Any suggestions how to fix this? Do I need to use dist.all_gather and/or dist.all_reduce to run the above snippet on multiple gpus? I found this link https://github.com/pytorch/pytorch/issues/23425 and tried moving the if condition to the forward of wrapper layer containing both NetA and NetB. However, that still seems to hang at the backward step.

Thanks for the help

Did you also use the find_unused_parameters=True argument as described in the issue and the docs?

find_unused_parameters (bool) – Traverse the autograd graph from all tensors contained in the return value of the wrapped module’s forward function. Parameters that don’t receive gradients as part of this graph are preemptively marked as being ready to be reduced. Note that all forward outputs that are derived from module parameters must participate in calculating loss and later the gradient computation. If they don’t, this wrapper will hang waiting for autograd to produce gradients for those parameters. Any outputs derived from module parameters that are otherwise unused can be detached from the autograd graph using torch.Tensor.detach . (default: False )

Yes. I tried with find_unused_parameters=True and still see the same hanging behaviour


What are you trying to achieve here, train 2 models (a and b) at the same time?
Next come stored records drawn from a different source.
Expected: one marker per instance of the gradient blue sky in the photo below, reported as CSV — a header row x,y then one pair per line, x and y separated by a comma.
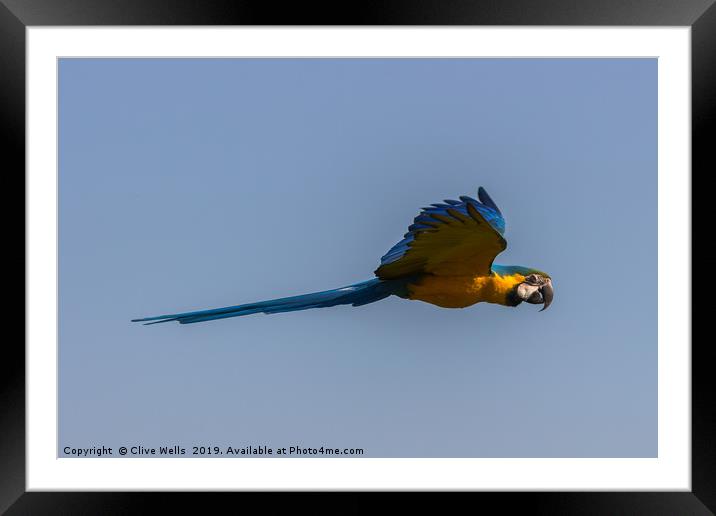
x,y
191,184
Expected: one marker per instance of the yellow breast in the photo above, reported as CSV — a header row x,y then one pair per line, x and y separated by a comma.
x,y
462,291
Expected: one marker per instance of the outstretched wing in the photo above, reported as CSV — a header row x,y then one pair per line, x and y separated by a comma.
x,y
456,238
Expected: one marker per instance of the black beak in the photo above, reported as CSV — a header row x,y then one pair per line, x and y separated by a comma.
x,y
547,294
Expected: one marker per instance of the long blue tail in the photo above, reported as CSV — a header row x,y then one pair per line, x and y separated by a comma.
x,y
356,295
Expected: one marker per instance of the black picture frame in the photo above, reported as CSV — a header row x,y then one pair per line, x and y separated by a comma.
x,y
16,15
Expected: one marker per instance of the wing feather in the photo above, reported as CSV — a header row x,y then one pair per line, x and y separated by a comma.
x,y
457,238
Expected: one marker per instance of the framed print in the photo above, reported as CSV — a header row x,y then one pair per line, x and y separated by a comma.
x,y
271,165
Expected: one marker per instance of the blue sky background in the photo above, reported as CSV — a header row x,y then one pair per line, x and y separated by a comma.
x,y
191,184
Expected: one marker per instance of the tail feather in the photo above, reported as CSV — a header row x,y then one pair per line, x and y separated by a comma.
x,y
357,295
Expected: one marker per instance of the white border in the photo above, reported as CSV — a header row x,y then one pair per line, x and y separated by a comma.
x,y
670,471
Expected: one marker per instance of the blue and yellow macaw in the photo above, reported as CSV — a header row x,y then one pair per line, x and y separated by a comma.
x,y
444,259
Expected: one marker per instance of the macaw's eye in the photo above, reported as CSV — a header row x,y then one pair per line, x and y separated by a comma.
x,y
536,298
533,279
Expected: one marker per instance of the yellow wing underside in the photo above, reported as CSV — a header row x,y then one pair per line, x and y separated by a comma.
x,y
464,247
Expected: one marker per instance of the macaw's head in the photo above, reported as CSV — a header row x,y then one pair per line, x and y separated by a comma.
x,y
536,289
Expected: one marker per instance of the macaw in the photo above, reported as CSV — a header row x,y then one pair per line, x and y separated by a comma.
x,y
444,259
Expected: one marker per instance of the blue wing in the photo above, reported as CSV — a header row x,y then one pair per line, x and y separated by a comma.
x,y
452,235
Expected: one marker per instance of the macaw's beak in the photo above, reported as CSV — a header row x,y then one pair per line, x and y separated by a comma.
x,y
547,294
536,290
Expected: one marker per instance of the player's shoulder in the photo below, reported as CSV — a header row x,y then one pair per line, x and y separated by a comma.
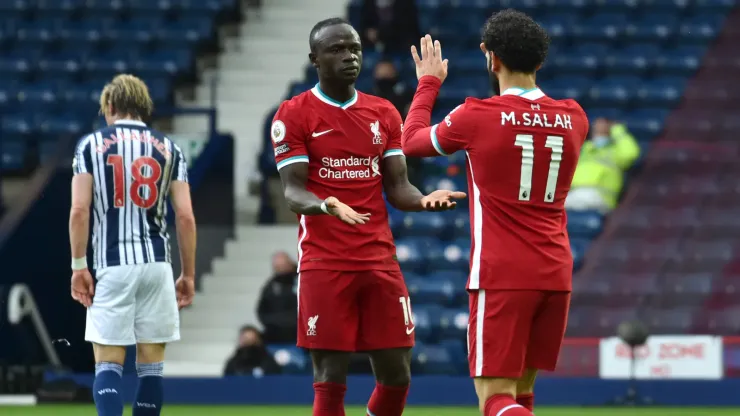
x,y
472,106
296,104
568,104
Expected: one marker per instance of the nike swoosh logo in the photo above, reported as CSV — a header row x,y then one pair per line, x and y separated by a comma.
x,y
321,133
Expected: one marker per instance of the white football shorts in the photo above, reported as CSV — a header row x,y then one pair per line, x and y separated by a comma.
x,y
134,304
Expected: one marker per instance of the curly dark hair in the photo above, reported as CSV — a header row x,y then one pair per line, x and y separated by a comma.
x,y
517,40
332,21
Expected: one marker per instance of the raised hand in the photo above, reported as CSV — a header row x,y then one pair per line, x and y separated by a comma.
x,y
441,200
344,212
430,62
83,287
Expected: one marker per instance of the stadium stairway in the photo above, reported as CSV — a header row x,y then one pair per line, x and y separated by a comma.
x,y
227,300
253,73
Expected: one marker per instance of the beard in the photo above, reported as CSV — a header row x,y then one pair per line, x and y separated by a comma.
x,y
495,87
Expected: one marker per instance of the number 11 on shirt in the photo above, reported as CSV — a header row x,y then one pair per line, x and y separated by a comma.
x,y
526,142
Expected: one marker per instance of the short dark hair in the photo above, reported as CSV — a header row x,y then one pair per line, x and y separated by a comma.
x,y
332,21
517,40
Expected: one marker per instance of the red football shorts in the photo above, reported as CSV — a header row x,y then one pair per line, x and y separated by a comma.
x,y
353,310
513,330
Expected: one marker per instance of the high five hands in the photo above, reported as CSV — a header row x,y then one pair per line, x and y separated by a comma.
x,y
430,62
441,200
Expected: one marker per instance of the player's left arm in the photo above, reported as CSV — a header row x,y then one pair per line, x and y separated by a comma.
x,y
401,194
82,193
422,140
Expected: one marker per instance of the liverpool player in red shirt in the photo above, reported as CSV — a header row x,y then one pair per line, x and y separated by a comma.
x,y
337,150
522,148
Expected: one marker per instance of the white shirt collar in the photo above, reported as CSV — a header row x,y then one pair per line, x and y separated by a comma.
x,y
533,94
131,122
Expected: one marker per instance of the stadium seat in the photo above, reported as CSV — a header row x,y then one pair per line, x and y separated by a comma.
x,y
292,359
432,359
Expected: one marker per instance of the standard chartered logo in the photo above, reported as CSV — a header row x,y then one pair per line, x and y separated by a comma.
x,y
350,167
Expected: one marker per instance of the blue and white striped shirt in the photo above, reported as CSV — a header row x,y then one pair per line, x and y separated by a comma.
x,y
132,167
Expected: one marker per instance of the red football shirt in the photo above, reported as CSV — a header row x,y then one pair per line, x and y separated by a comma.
x,y
344,145
522,149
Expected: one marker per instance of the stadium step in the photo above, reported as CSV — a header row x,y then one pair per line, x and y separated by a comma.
x,y
227,315
193,352
227,300
270,52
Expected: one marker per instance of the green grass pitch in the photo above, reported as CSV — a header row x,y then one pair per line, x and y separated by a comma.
x,y
63,410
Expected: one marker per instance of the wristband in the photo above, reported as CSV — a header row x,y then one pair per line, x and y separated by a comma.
x,y
79,264
325,208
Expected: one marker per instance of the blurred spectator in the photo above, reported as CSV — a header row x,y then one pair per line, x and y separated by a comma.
x,y
251,357
389,86
390,26
605,158
278,302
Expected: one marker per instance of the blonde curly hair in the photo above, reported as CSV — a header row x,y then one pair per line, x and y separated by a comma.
x,y
128,95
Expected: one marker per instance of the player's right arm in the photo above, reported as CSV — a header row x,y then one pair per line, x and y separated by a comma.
x,y
82,287
289,142
442,139
185,227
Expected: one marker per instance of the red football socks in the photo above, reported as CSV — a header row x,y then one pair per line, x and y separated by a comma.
x,y
526,401
328,399
504,405
387,400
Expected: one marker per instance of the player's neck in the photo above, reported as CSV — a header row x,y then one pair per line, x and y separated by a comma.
x,y
517,80
339,93
127,117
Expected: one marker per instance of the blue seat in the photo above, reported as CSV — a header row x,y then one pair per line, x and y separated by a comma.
x,y
432,359
455,256
699,29
600,28
578,247
575,63
17,124
454,323
67,124
291,358
13,153
430,292
458,352
682,61
414,253
37,97
456,277
19,62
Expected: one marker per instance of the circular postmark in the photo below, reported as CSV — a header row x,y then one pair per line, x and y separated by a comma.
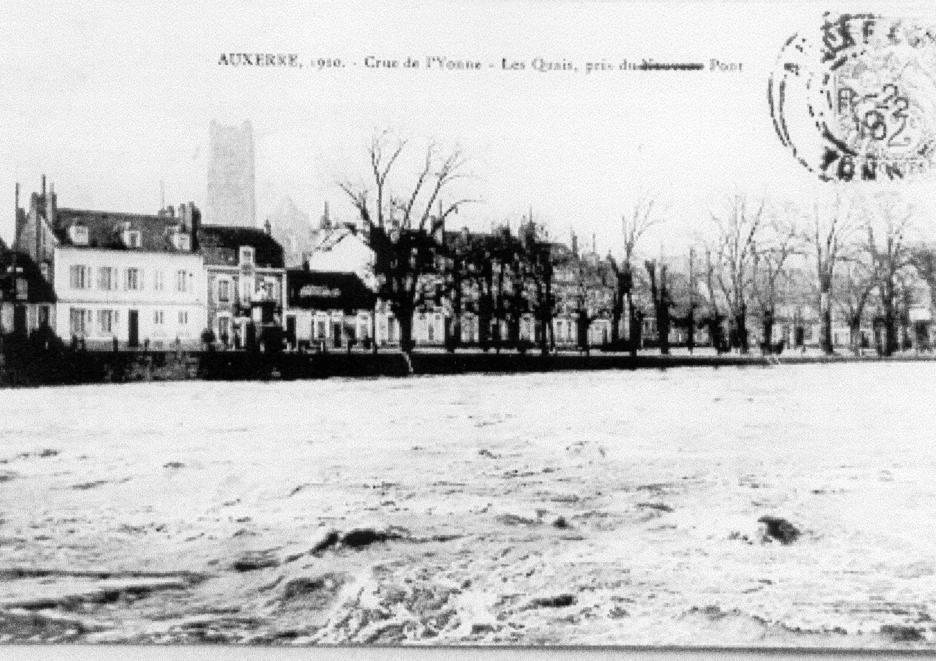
x,y
856,100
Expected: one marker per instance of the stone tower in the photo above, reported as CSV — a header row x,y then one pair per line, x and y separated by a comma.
x,y
231,179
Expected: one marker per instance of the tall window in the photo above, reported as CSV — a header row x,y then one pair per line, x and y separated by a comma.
x,y
133,279
79,276
107,278
106,321
77,320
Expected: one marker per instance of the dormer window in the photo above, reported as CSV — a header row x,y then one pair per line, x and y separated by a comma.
x,y
182,241
78,234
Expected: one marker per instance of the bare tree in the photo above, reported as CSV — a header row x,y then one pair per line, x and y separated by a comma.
x,y
852,291
828,238
734,253
771,255
633,226
662,302
890,254
404,230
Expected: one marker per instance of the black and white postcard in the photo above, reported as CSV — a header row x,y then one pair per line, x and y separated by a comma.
x,y
468,324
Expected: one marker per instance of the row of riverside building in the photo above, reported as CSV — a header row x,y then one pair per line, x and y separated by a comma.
x,y
105,280
102,280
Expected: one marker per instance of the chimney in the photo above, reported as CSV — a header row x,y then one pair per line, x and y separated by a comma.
x,y
195,224
17,217
51,205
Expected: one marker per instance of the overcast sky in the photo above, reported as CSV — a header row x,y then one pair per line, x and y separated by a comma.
x,y
109,100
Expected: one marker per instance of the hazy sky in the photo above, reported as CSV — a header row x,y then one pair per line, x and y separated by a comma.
x,y
110,99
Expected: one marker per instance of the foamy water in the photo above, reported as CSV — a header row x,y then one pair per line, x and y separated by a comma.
x,y
572,508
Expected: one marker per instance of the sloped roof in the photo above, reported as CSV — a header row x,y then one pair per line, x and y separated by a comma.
x,y
38,289
104,229
327,290
220,245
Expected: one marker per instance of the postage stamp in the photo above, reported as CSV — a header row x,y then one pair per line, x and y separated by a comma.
x,y
856,100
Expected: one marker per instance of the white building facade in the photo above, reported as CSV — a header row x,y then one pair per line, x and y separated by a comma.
x,y
141,298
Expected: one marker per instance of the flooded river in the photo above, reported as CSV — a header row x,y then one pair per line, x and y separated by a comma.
x,y
568,508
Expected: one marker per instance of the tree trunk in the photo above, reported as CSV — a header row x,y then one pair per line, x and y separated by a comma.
x,y
741,337
890,320
767,327
616,314
633,326
690,325
825,316
405,319
854,333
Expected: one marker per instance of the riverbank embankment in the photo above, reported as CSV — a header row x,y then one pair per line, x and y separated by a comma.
x,y
85,367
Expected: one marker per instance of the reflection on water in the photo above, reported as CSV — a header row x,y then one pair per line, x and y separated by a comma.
x,y
579,508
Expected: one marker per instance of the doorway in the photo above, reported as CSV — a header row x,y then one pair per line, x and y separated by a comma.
x,y
133,332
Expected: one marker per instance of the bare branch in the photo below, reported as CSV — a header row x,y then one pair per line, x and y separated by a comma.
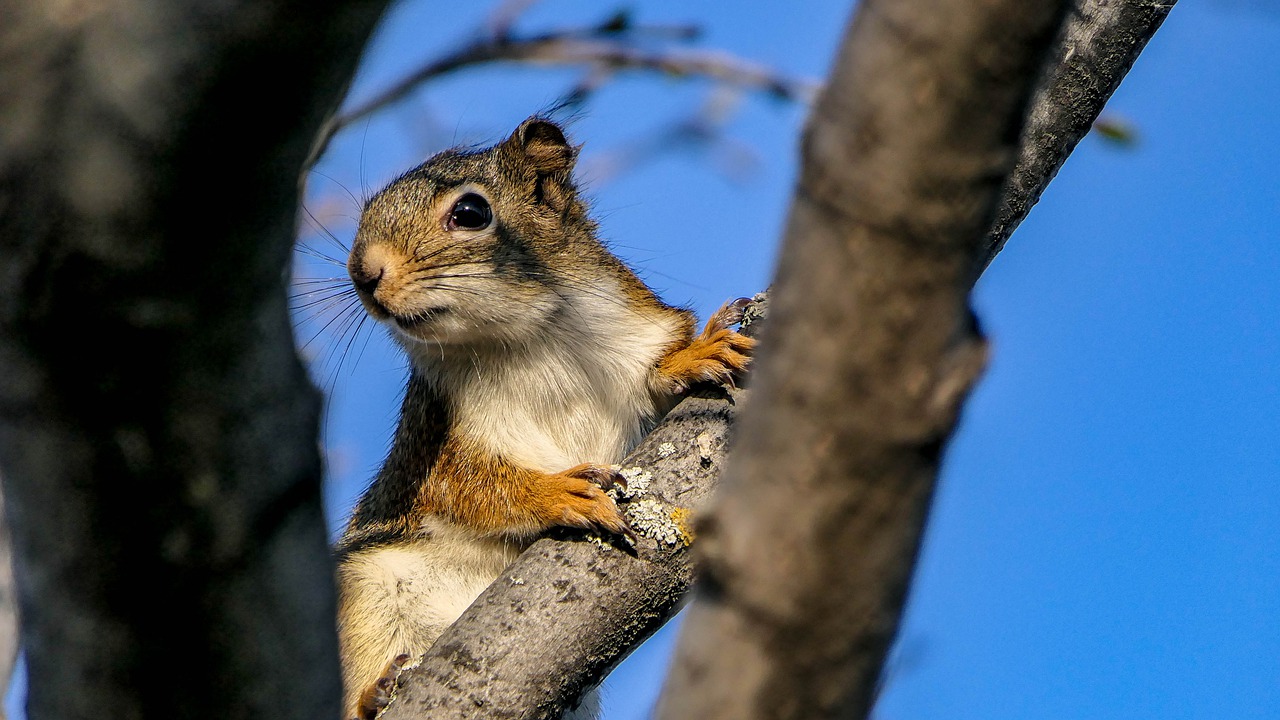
x,y
494,625
1098,44
871,350
608,48
158,431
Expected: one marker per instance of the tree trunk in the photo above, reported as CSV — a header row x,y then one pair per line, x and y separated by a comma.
x,y
158,432
871,349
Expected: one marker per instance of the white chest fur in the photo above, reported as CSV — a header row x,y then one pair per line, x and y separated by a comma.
x,y
576,392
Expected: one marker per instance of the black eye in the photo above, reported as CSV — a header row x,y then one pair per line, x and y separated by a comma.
x,y
470,213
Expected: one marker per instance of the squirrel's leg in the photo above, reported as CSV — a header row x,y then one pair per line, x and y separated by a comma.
x,y
378,695
489,495
717,355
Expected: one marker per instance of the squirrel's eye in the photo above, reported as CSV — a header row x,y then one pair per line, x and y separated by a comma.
x,y
470,213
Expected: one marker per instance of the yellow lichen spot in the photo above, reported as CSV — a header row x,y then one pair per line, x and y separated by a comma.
x,y
684,520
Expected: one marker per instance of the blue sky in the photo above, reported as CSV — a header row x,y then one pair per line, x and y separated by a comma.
x,y
1106,534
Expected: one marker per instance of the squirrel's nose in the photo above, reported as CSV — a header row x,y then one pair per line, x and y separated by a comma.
x,y
366,278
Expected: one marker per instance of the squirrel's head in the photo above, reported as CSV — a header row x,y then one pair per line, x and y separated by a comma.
x,y
474,246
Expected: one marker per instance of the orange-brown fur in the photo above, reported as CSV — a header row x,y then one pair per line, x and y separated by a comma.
x,y
536,360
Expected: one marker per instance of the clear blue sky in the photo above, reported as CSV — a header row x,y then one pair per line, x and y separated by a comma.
x,y
1106,536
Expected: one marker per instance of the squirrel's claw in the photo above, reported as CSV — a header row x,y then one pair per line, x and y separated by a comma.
x,y
584,504
378,695
717,355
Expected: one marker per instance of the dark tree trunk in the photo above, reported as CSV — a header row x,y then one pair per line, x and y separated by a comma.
x,y
158,433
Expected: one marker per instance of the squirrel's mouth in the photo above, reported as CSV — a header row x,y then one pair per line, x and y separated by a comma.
x,y
420,318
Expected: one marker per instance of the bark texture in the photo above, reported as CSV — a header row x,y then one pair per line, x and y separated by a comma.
x,y
1098,44
156,428
871,350
566,613
501,623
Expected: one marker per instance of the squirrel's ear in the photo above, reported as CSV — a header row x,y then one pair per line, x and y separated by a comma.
x,y
543,145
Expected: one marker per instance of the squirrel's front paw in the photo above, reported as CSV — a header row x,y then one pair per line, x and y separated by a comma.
x,y
717,355
580,501
378,695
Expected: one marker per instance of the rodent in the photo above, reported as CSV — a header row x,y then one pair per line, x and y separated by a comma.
x,y
536,360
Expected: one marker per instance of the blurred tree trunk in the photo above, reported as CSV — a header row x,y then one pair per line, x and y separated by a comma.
x,y
158,432
871,350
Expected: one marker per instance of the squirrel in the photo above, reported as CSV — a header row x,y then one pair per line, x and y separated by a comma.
x,y
536,360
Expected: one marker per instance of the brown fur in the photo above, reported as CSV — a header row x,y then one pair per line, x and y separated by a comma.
x,y
533,306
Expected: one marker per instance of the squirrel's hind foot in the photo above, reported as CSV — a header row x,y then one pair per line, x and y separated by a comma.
x,y
581,502
378,695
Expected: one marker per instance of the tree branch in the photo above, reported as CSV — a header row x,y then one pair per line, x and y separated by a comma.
x,y
156,428
872,349
494,625
1097,46
609,48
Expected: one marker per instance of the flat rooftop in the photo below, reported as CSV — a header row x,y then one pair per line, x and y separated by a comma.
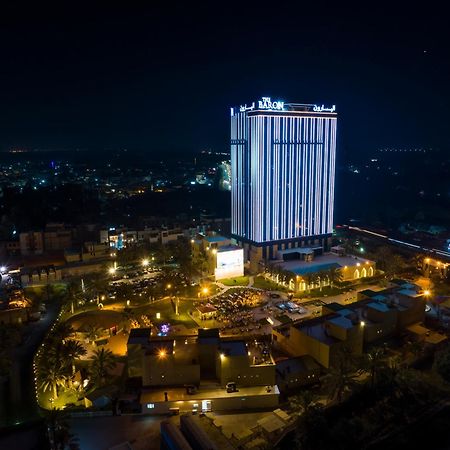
x,y
316,328
322,262
228,248
213,239
233,348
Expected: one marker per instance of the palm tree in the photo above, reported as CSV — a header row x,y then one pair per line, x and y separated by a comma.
x,y
73,295
102,362
321,276
59,431
93,332
342,375
98,285
309,279
72,350
57,339
62,331
51,374
373,363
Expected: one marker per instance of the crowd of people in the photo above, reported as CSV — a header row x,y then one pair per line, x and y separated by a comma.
x,y
234,310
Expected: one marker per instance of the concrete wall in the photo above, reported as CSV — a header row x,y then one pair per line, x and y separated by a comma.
x,y
159,371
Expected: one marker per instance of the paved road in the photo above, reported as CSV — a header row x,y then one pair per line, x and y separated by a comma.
x,y
17,395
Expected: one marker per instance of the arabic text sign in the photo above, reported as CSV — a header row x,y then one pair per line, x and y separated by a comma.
x,y
322,108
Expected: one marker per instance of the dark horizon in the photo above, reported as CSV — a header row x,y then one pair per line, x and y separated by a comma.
x,y
161,79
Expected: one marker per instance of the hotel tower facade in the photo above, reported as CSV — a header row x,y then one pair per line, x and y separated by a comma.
x,y
282,176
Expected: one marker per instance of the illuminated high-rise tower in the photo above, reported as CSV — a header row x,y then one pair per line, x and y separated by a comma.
x,y
282,176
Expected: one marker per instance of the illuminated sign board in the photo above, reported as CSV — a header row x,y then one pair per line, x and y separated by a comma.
x,y
321,108
244,108
229,264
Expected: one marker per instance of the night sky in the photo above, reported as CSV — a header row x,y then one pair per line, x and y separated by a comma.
x,y
162,78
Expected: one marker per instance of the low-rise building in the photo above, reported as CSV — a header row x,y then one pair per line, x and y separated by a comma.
x,y
173,371
377,316
223,258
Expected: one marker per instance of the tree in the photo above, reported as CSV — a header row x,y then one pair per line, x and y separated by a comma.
x,y
61,331
321,276
309,278
98,285
73,295
101,363
343,374
72,350
442,363
60,436
373,362
93,332
334,276
51,375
You generate value f every time for node 1 and node 2 (f can differ between 1 and 2, right? so the code path chosen by node 1 and 2 would be different) and then you are trying to sync the gradients (via DDP). If so, node 1 can run
out_b = ddp_netb(torch.randn(0,3, 32, 32).to(rank))
out_a = ddp_neta(torch.randn(6,3,128,128).to(rank))
while node 2 could run
out_a = ddp_neta(torch.randn(0,3,128,128).to(rank))
out_b = ddp_netb(torch.randn(3,3,32,32).to(rank))

for dimension with data.shape[0] == 0 you return 0 and none of parameters are being used on one node while they are being used and sync on another. This can lead to issues with DDP I believe.

Did you intend to run the same steps for each iteration of the training loop on node 0 and node 1, e.g. sync value of f between them?

Hi @agolynski,

Thanks for the reply. The goal is not to sync value ‘f’ across gpus and is conditioned upon the input mini-batch.

More context on what we are trying to do: We want to train a network which takes either a single tensor (‘A’ of shape Nx3x128x128) or pair (tensors ‘A’ and ‘B’ of shapes Nx3x128x128 and Mx3x32x32) as input and passed to NetA and NetB respectively. For example, tensor ‘A’ would be images and tensor ‘B’ could correspond to bounding box crops generated from an off the shelf object detector (in our case we do not alter or tune the parameters of the object detector). And if there are no objects detected in tensor ‘A’ then ‘B’ would be empty and we tried setting it to shape 0 zeros along the dimension 0. NetA and NetB do not share any parameters and are independent of each other.

One possibility we are aware of, is to make sure to run NetB only when tensor B can be obtained on all gpus. So, if we are running the model using DDP on 8 gpus, we could do the backward when tensor B is not empty on all 8 gpus, which is less frequent and would cause unreasonable amount of training time. We wanted to find a way to sync gradients only on gpus on which tensor B is not empty. Hope I am clear on what we are trying to do. Thanks.